Details are in the caption following the image
Deviations of reconstructed and observed temperatures at Hohe Warte, Vienna, of Casty et al.'s [2005a, 2005b] May to July mean temperatures at grid point 48.25°N and 16.25°E as well as of Dobrovolný et al.'s [2009] May to July Central European mean temperatures from the corresponding 1961–1990 mean; grey dashed line is deviation of reconstructed temperature from the 1961–1990 mean, grey solid line is deviation of Casty et al.'s [2005a, 2005b] temperature from the 1961–1990 mean, grey dotted line is deviation of Dobrovolný et al.'s [2009] temperature from the 1961–1990 mean, and black line is deviation of observed temperature from the 1961–1990 mean.

6. Conclusions

[49] What is worth all the effort?

[50] Our work intended to construct a grape harvest series as continuous as possible. We extended the “historical” Klosterneuburg grape harvest series with the help of the “historical” Buergerspital data so that a nearly uninterrupted series ranging from 1523 to 1879 can be generated for the region of Vienna. Further, “modern” data for Klosterneuburg and Vienna are available between 1960 and 2007.

[51] Grape harvest dates before 1775 are valuable because of the lack of temperature information at Vienna and because GHD are strongly influenced by spring to (early) summer temperatures in the Austrian climatic region. Correlations between single to multiple monthly mean temperatures at Vienna, Hohe Warte, and GHD indicate that a combination of months should be preferred to single months when used as predictands for a temperature reconstruction. What kind of combination of months is most appropriate for a temperature reconstruction presumably differs temporally and locally and therefore has to be tested for each vine-growing site. For the region of Vienna we found the best correlation between GHD and the multi mean monthly temperatures from May to July (R = −0.79, p = 0.01). Running correlations were used in order to determine if there existed an optimal calibration period. In fact, between 1775 and 1850 the variance of the mean temperatures from May to July explains about 70% of the variance of GHD.

[52] We have demonstrated that meaningful decadal May to July mean temperatures starting in 1523 can be reconstructed with the help of a simple single proxy (GHD) linear regression.
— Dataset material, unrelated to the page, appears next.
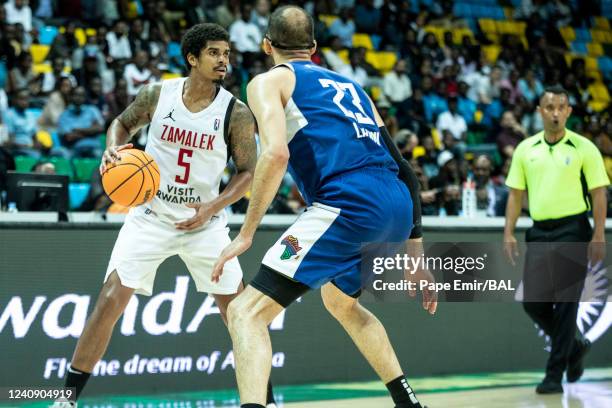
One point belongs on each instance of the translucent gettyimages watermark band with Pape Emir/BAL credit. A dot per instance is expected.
(471, 272)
Looking at the reconstructed temperatures of this late spring/early summer season we found warm periods at the beginning of our reconstructed temperature series in the 16th century being almost as warm as those at the end of the 20th century. But then a more or less steady decline of late spring/early summer temperature followed with the coldest decade at the end of the 18th century. The temperature increase starting in the 1970s and continuing for more than 30 years seems to be unprecedented in the course of the 470 years under investigation.

[53] Anyhow, if comparing our results of mean May to July temperature to other recent ones [Casty et al., 2005a, 2005b; Dobrovolný et al., 2009], it is hard to decide, which temperature reconstruction is to be trusted most.

[54] In the course of this work the climatologic value of additional available parameters was assessed. Taking the quality index as an additional proxy, a biproxy temperature reconstruction back to 1523 seems possible. Other parameters such as quantity index or the price of wine must be regarded as less helpful, because they are influenced by local effects and economic trends, but they are interesting from the historical point of view. Flowering dates would be preferable to harvest dates for the reasons mentioned, but continuous data of this kind will be hard to find before 1730. GHD from 1775 to the present can be used for supplying information about changing viticultural practices and temperature-grapevine relationships respectively. An interesting aspect for a continuative work from a historical point of view would be to compare consecutive 30 year periods in order to detect the decade(s) when the viticultural changes took place.

Acknowledgments

[55] We are grateful to Reinhard Böhm, This Rutishauser, Isabelle Chuine, Johannes Friedberger, Karl Holubar, Petr Dubrovolný, and the reviewers for giving support and providing valuable suggestions. The BACCHUS project was funded by the Austrian Ministry of Science and Research and by ZAMG, the Austrian national meteorological service, to which we also want to express our thanks.